Berdasarkan hasil penelitian, dengan hadirnya ekonomi digital dan teknologi digital pada umumnya, menjadilah Indonesia pasar besar sambil memproduksi kekhawatiran. Start-up lokal yang membesar merangsang injeksi modal venture capitalist asing sebagai pintu masuk modal asing untuk “mencaplok” Indonesia. Meluapnya demam venture capitalist berburu start-up Indonesia yang rindu biaya peningkatan, mengubah status kepemilikan start-up pindah ke tangan investor asing.

“Menempatkan founder di pinggiran dengan saham minimal. Mereka bukan lagi pemilik. Tetapi sudah berubah menjadi pekerja. Banyak contoh soal nasib kelam start-up lokal.

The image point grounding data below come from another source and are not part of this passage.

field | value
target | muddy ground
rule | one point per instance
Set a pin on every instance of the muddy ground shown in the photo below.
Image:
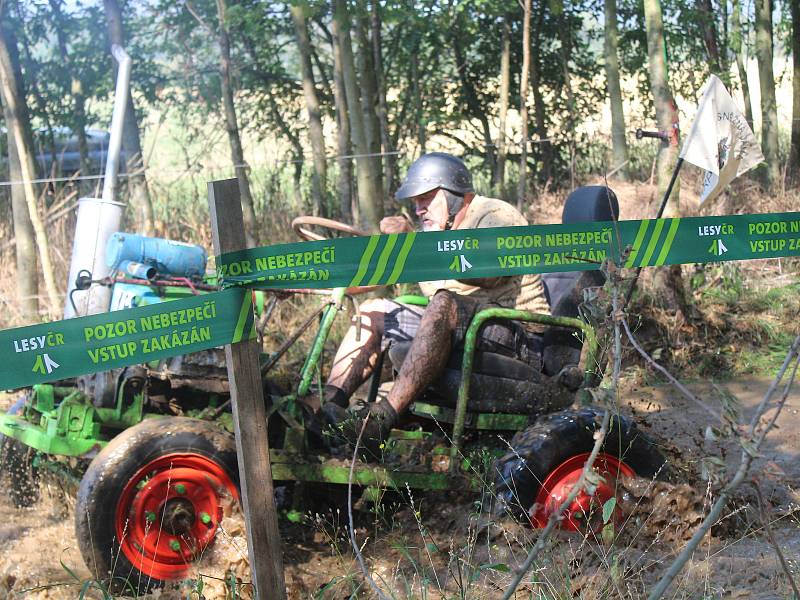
(428, 547)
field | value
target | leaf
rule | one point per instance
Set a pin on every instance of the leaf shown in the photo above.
(750, 448)
(69, 571)
(711, 468)
(608, 508)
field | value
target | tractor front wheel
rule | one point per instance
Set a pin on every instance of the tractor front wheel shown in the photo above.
(150, 503)
(547, 459)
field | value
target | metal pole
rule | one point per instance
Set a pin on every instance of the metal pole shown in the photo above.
(661, 209)
(117, 122)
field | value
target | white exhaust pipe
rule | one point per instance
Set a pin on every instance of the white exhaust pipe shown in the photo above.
(98, 218)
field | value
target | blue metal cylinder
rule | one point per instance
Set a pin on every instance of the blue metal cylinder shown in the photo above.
(178, 259)
(137, 270)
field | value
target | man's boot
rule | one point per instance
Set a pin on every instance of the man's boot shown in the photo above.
(344, 426)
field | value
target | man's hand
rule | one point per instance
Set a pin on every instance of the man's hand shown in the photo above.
(398, 224)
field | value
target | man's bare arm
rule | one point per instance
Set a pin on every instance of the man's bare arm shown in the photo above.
(484, 282)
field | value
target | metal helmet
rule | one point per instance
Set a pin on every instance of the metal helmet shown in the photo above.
(435, 170)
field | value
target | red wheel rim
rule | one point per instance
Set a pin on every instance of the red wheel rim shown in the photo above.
(585, 512)
(169, 511)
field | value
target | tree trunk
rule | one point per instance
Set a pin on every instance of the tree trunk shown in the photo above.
(794, 152)
(505, 83)
(18, 124)
(544, 145)
(668, 284)
(369, 96)
(523, 104)
(769, 110)
(131, 142)
(474, 106)
(232, 127)
(709, 27)
(416, 92)
(557, 7)
(25, 246)
(370, 194)
(666, 111)
(76, 89)
(389, 174)
(319, 175)
(737, 49)
(619, 145)
(344, 163)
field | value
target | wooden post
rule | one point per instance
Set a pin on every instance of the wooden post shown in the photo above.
(249, 416)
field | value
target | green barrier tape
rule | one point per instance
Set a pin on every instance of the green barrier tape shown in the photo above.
(494, 252)
(84, 345)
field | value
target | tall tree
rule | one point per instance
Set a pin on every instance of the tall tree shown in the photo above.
(794, 153)
(710, 38)
(505, 84)
(370, 194)
(523, 103)
(562, 18)
(737, 47)
(319, 175)
(369, 92)
(76, 88)
(667, 281)
(232, 126)
(382, 108)
(344, 162)
(18, 123)
(664, 102)
(131, 142)
(619, 145)
(24, 236)
(769, 106)
(469, 86)
(545, 148)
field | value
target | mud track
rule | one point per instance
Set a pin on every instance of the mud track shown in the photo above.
(428, 545)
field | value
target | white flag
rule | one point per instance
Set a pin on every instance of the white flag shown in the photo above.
(721, 141)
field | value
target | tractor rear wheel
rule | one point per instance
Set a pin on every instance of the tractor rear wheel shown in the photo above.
(151, 502)
(547, 458)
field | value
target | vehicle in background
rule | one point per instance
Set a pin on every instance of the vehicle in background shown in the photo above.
(62, 158)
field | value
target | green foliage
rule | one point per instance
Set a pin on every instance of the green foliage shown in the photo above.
(440, 67)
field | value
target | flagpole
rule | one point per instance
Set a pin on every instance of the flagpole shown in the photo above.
(661, 209)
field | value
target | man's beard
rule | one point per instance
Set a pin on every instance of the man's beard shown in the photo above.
(426, 225)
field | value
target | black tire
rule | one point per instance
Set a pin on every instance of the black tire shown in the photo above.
(17, 467)
(114, 470)
(558, 436)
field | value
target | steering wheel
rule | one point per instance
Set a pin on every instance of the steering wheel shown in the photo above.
(300, 228)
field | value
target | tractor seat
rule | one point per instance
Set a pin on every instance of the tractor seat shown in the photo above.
(499, 384)
(505, 384)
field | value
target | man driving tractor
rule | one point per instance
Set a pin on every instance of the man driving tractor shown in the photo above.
(440, 187)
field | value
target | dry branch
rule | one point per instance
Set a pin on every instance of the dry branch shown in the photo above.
(750, 447)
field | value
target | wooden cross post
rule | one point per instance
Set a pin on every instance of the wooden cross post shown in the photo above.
(249, 416)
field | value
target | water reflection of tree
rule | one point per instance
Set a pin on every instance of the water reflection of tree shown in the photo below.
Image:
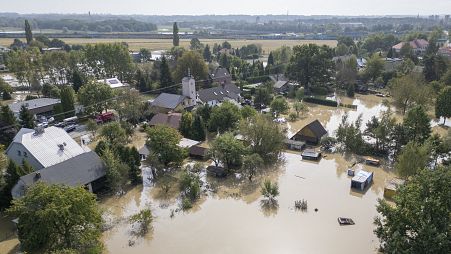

Sebutlah seperti tokopedia, traveloka, bukalapak, lazada dan lain-lainyang telah diambil alih oleh asing dan aseng”,  tulis Asih Subagyo, Sekjen Muslim Information Technology Association (2017).

Program gerakan “Literasi Digital Nasional” menjadi  rahmat dan sekaligus elemen  bencana baru bagi bangsa. Dominasi modal asing akan mengangkangi perekonomian nasional arus utama bangsa. Meniscayakan hadirnya pagar beton regulasi nasional yang tangguh.

Keperkasaan regulasi nasional adalah harga mati. Gunanya untuk menangkal ancaman imperialisme digital yang membawa dinamika, penetrasi maupun invasi taring raksasa kapitalisme global yang menjadi mesin penggerak “budaya” pencaplokan terselubung melalui layanan cepat virtualisasi.